Foreign exchange and gold crude oil are generally traded between banks or market makers, so there is often a bid-ask spread in the middle, which is the cost charged by banks and market makers; Futures are traded through exchanges, such as the Chicago Mercantile Exchange in the United States, which trades the largest number of futures contracts in the world. It is a matchmaking transaction, which is similar to a stock, and there is no bid-ask spread.
Second, the contract restrictions are different.
1, foreign exchange and gold crude oil, generally speaking, the contract value is 65438+ million dollars as the standard hand, and the formal transaction is also conducted manually. The contract has no definite delivery period and can be held for a long time, but the inter-bank interest must be paid; Futures and trading contracts are standard contracts based on IMM settlement system.
2. Generally speaking, the monthly contracts in March, June, September and June 12 are annual main contracts, but there are also monthly contracts. The normal trading period is the third Tuesday of the contract month and the final delivery date is. If you have not closed your position before, you must go through the delivery procedures before delivery. Future positions doesn't need any interest.
Third, the characteristics are different.
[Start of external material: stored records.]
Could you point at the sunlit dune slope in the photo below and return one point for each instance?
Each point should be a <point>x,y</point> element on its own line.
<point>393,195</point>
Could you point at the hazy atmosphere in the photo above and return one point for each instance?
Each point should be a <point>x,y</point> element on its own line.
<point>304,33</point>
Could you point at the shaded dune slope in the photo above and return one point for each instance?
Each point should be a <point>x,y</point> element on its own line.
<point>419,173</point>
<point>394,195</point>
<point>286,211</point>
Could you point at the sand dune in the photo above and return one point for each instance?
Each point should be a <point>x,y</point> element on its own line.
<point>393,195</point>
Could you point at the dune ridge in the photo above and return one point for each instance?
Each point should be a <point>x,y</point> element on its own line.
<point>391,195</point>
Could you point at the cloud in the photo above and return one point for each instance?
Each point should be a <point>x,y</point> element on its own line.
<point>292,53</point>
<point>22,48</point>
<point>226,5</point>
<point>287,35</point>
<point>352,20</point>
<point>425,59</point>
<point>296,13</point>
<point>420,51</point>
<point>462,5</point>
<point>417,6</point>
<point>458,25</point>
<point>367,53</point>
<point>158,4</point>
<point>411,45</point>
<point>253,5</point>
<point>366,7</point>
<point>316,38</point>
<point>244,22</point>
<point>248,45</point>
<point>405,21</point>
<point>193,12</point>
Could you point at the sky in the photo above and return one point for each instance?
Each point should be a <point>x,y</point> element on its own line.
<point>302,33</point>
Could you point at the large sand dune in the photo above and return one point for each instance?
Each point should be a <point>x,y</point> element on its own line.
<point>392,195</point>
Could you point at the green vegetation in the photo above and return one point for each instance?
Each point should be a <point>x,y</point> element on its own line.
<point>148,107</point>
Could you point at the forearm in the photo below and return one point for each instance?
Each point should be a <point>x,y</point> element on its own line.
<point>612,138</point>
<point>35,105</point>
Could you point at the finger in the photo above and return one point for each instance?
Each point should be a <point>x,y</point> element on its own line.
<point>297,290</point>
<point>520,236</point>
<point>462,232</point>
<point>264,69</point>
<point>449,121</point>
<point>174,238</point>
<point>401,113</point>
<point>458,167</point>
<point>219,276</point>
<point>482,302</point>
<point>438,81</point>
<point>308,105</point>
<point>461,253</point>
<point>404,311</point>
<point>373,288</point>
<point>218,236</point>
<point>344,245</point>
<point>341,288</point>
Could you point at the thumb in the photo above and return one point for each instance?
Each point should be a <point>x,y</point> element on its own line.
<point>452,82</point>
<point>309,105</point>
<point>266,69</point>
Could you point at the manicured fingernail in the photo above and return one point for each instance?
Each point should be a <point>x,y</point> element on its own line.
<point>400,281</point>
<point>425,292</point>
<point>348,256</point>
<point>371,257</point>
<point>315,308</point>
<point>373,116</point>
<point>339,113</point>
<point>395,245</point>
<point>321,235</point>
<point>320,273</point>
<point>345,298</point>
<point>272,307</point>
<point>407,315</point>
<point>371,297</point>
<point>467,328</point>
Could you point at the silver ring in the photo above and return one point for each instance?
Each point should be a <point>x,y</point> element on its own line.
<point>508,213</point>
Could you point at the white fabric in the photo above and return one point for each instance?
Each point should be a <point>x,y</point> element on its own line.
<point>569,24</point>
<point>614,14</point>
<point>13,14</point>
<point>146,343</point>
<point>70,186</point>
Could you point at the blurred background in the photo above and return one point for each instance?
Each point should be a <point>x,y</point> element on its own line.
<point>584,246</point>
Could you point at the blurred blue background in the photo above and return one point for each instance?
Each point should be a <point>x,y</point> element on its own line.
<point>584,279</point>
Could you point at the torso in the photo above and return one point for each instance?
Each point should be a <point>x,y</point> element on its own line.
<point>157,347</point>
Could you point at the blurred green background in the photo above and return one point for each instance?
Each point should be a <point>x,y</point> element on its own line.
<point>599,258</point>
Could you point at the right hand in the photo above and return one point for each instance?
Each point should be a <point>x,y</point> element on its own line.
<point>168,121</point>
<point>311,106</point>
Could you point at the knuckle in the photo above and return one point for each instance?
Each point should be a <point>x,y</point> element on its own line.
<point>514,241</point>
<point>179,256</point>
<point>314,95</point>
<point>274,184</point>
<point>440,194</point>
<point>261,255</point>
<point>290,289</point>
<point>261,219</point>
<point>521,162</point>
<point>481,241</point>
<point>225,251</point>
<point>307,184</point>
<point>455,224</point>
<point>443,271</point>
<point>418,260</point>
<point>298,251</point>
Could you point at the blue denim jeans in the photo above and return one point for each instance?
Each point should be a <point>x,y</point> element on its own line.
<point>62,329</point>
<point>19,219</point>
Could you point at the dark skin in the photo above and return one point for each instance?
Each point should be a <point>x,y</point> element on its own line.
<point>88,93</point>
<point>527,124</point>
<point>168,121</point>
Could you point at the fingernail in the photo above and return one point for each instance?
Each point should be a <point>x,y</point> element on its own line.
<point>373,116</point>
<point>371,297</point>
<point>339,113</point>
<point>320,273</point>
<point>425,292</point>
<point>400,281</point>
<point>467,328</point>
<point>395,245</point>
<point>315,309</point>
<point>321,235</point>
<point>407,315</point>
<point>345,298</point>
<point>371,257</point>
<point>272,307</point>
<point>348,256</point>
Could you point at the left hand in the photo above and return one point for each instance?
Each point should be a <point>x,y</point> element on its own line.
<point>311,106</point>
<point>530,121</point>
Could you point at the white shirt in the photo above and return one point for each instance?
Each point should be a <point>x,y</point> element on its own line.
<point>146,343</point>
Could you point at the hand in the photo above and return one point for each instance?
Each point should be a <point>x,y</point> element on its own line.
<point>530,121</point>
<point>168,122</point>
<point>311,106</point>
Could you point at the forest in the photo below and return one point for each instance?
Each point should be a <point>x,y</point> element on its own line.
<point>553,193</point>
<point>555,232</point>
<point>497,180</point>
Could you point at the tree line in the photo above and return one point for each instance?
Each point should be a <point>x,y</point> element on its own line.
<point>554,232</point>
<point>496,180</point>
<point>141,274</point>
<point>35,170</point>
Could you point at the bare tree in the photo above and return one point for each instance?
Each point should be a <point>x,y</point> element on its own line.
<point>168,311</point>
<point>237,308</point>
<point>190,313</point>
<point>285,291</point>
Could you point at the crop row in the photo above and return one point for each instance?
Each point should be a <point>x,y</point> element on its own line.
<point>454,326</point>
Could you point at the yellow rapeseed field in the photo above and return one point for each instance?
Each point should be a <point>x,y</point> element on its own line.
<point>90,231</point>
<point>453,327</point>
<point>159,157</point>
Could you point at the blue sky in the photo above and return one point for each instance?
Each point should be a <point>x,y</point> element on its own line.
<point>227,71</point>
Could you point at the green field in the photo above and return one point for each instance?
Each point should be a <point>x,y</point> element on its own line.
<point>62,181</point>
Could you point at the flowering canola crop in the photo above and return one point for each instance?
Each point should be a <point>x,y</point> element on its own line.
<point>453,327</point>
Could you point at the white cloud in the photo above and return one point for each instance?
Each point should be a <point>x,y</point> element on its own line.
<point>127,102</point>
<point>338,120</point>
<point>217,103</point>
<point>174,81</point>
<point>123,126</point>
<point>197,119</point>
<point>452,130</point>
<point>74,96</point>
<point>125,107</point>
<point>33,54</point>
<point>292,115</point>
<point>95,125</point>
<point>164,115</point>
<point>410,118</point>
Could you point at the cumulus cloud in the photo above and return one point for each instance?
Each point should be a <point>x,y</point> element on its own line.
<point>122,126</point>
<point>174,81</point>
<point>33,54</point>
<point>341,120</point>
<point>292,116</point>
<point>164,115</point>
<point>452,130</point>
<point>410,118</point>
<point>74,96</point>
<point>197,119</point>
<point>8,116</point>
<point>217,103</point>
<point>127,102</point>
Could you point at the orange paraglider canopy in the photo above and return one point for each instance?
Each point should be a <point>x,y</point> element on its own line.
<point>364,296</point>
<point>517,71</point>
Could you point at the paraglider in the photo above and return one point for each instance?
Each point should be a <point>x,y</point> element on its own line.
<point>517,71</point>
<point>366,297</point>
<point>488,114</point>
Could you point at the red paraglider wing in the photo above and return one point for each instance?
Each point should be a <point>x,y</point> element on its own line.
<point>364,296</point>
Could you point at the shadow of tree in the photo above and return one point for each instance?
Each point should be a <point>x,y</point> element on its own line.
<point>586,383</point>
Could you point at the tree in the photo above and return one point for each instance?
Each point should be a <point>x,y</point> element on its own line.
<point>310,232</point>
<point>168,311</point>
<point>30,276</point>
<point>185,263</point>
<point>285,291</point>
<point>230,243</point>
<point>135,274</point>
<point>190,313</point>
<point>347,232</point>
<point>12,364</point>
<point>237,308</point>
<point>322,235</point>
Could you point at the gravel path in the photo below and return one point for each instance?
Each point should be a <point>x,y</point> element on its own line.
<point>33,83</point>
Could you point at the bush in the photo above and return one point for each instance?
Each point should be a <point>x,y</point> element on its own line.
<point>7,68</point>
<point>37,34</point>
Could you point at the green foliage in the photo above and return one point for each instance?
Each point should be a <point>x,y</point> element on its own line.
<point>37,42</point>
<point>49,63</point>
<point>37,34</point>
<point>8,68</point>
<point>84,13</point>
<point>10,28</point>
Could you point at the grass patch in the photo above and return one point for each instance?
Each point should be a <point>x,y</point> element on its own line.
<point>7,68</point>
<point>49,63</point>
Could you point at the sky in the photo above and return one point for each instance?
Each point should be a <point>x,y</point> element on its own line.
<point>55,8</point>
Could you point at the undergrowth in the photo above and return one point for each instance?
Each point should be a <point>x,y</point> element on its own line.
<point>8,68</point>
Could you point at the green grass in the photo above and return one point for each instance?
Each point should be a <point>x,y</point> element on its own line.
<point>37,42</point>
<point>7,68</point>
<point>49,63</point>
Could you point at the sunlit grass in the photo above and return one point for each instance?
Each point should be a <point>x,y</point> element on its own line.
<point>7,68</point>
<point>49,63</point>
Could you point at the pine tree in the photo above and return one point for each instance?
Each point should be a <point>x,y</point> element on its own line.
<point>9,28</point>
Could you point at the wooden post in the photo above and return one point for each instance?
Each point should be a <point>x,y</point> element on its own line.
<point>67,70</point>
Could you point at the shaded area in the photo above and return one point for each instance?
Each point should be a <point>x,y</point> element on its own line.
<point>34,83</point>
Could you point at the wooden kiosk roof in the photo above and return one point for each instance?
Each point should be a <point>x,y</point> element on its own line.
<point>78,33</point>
1. Foreign exchange must have three characteristics: affordability (assets that must be expressed in foreign currency), availability (claims that can be compensated abroad) and convertibility (foreign currency assets that can be freely converted into other means of payment).
2. The commodity variety, trading unit, contract month, margin, quantity, quality, grade, delivery time and delivery place of futures contracts are all established and standardized, and the only variable is price. The standards of futures contracts are usually designed by futures exchanges and listed by national regulatory agencies.
Extended data:
I. Risks of futures investment
1, leverage risk
The capital amplification function magnifies both income and risk. Therefore, how to use the lever of 10 times and how much to use it will also vary from person to person. A higher level can use more than five times or even enough leverage. If those with lower levels also use high leverage, it will undoubtedly make the risk out of control.
2. Strong peace and explosion
Exchanges and futures brokerage companies have to settle accounts every trading day. When the investor's margin is insufficient and below the specified proportion, the futures company will forcibly close the position. Sometimes, if the market is extreme, there will even be short positions, that is, all the funds in the account are lost, and even the futures company needs to pay the part whose losses exceed the account margin.
3. Delivery risk
Ordinary investors do not want to buy more soybeans in a few months, nor do they want to sell copper in a few months. If the contract is held until the delivery date, investors need to collect enough funds or goods for delivery (the payment is about 10 times of the deposit).
Second, the role of foreign exchange.
1. Promote the development of international economy and trade.
2. Adjust the surplus and deficiency of international funds.
3, is an important part of a country's international reserves, but also the main means of payment to pay off international debts.